Christian Pilgrimmage In Egypt

We’ve looked at a bit of the coverage of the Swiss ban on the construction of minarets — the spires on mosques that are sometimes used for the call to prayer. Earlier this month, I noted a single story that looked at how religious freedom is handled in some Muslim countries. Many stories didn’t bother to mention the issue even while they covered the outrage toward the Swiss ban from various leaders in these Muslim countries. Reader Mike Hickerson asked:

Could this be a variation on the “hypocrisy is the only sin” meme that pops up whenever there’s a political sex scandal? Western countries say they value religious freedom, so they are held accountable when they fail to live up to their own standards. Meanwhile, countries that explicitly deny religious freedom are given a free pass because they’re only being consistent.
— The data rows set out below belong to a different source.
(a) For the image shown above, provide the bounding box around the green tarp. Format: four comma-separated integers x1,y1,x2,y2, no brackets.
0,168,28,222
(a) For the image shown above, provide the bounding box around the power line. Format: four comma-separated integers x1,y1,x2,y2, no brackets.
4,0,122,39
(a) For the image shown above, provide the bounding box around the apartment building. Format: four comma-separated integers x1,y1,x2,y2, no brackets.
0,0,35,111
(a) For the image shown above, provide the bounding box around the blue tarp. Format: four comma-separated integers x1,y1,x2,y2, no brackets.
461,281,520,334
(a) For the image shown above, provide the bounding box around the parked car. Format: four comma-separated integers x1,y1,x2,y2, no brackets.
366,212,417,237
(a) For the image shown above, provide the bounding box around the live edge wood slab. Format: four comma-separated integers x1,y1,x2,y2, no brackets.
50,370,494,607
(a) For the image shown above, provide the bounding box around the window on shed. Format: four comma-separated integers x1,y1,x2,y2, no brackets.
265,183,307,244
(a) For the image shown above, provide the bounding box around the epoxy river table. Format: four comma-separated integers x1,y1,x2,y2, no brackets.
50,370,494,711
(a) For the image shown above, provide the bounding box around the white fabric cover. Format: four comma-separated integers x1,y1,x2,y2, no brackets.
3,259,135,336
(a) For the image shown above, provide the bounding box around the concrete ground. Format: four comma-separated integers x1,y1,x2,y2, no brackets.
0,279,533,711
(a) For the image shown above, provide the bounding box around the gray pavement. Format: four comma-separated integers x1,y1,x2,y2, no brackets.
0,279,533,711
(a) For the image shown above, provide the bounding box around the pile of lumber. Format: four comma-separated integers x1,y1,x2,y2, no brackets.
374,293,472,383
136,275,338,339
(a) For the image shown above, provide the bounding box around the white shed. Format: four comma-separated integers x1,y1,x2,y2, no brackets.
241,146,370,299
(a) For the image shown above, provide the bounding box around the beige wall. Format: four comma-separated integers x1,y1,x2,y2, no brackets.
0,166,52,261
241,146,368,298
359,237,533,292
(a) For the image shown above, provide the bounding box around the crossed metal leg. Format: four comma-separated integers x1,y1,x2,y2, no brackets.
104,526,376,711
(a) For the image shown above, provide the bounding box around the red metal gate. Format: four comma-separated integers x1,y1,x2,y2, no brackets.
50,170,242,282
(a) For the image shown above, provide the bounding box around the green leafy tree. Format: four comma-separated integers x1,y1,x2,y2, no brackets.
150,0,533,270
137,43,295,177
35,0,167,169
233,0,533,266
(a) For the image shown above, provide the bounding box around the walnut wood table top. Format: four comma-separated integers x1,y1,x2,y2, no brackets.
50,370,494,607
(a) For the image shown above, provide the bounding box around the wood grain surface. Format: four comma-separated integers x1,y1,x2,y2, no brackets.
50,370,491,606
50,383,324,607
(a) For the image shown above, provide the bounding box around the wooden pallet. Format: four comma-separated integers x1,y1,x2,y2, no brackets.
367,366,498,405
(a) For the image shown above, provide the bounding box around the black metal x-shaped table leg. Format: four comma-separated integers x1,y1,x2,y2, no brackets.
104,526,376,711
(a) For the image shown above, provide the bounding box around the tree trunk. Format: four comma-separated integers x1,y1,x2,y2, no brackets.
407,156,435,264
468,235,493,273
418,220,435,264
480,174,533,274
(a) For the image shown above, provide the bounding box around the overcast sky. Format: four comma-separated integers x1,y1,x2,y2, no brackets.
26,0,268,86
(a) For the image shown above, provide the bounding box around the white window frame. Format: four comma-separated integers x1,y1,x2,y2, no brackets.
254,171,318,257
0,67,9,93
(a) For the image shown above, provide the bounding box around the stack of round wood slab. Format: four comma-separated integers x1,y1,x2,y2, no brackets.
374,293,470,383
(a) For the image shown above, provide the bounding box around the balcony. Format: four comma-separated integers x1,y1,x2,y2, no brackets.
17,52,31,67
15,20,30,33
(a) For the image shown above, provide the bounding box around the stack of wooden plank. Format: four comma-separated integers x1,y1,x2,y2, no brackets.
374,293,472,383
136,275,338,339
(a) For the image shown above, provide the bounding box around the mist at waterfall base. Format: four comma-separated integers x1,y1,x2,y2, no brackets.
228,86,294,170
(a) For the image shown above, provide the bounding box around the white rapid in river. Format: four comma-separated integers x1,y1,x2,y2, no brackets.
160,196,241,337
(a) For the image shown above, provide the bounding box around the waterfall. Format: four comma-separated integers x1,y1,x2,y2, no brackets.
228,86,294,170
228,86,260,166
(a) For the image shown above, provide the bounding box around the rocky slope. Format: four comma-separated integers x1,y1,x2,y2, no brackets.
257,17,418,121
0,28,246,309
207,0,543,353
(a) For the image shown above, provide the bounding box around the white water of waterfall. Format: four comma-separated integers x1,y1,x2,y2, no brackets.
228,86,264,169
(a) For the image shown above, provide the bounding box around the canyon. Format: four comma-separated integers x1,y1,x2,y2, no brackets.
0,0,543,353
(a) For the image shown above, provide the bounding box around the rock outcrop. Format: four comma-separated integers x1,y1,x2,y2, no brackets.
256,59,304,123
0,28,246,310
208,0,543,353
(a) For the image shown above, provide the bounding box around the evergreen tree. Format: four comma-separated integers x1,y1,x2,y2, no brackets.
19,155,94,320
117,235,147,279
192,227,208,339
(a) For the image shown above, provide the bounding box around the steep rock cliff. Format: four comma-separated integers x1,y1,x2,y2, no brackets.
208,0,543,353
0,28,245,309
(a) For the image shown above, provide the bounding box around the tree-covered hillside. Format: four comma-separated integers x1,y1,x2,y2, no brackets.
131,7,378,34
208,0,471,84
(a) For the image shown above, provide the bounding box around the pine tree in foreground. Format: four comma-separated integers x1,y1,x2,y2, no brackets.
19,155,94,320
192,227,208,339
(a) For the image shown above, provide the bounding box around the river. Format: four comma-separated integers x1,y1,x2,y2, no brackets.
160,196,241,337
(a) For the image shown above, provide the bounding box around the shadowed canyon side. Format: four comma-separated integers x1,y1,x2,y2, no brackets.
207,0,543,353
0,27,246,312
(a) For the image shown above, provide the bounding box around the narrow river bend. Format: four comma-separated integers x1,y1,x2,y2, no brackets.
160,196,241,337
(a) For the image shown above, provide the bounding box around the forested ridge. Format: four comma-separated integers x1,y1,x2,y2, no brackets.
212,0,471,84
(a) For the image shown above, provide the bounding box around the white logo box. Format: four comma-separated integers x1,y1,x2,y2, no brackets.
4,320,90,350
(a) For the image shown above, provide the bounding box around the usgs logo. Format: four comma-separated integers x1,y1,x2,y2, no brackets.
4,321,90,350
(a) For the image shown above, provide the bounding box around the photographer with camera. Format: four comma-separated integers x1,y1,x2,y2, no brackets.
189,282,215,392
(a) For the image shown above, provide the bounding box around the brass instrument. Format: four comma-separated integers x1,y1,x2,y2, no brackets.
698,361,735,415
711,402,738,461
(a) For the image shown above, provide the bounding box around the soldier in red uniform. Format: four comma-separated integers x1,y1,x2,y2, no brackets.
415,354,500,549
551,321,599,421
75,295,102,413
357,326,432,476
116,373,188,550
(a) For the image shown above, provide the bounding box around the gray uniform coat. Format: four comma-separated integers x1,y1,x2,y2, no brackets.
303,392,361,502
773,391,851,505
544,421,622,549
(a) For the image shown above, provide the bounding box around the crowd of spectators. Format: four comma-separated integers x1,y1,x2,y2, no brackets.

Well, the New York Times has a story by Daniel Williams — two weeks later — about how religious freedom is handled in Egypt:

On a side street in the far northeast Cairo suburb of Ain Shams, the door of a five-story former underwear factory is padlocked.

This is, or was supposed to be, the St. Mary and Anba Abraam Coptic Christian Church. The police closed it Nov. 24, 2008, when Muslims rioted against its consecration. Since then local Copts have had to commute to distant churches or worship in hiding at one another’s homes.

While Muslim leaders criticized the Nov. 29 vote in Switzerland that banned construction of minarets, the distinctive spires on mosques that are used for the call to prayer, they don’t support Christians who want to build churches in some Islamic countries. Restrictions in Egypt have exacerbated sectarian violence and discrimination, say Copts, a 2,000-year-old denomination that comprises about 10 percent of the population.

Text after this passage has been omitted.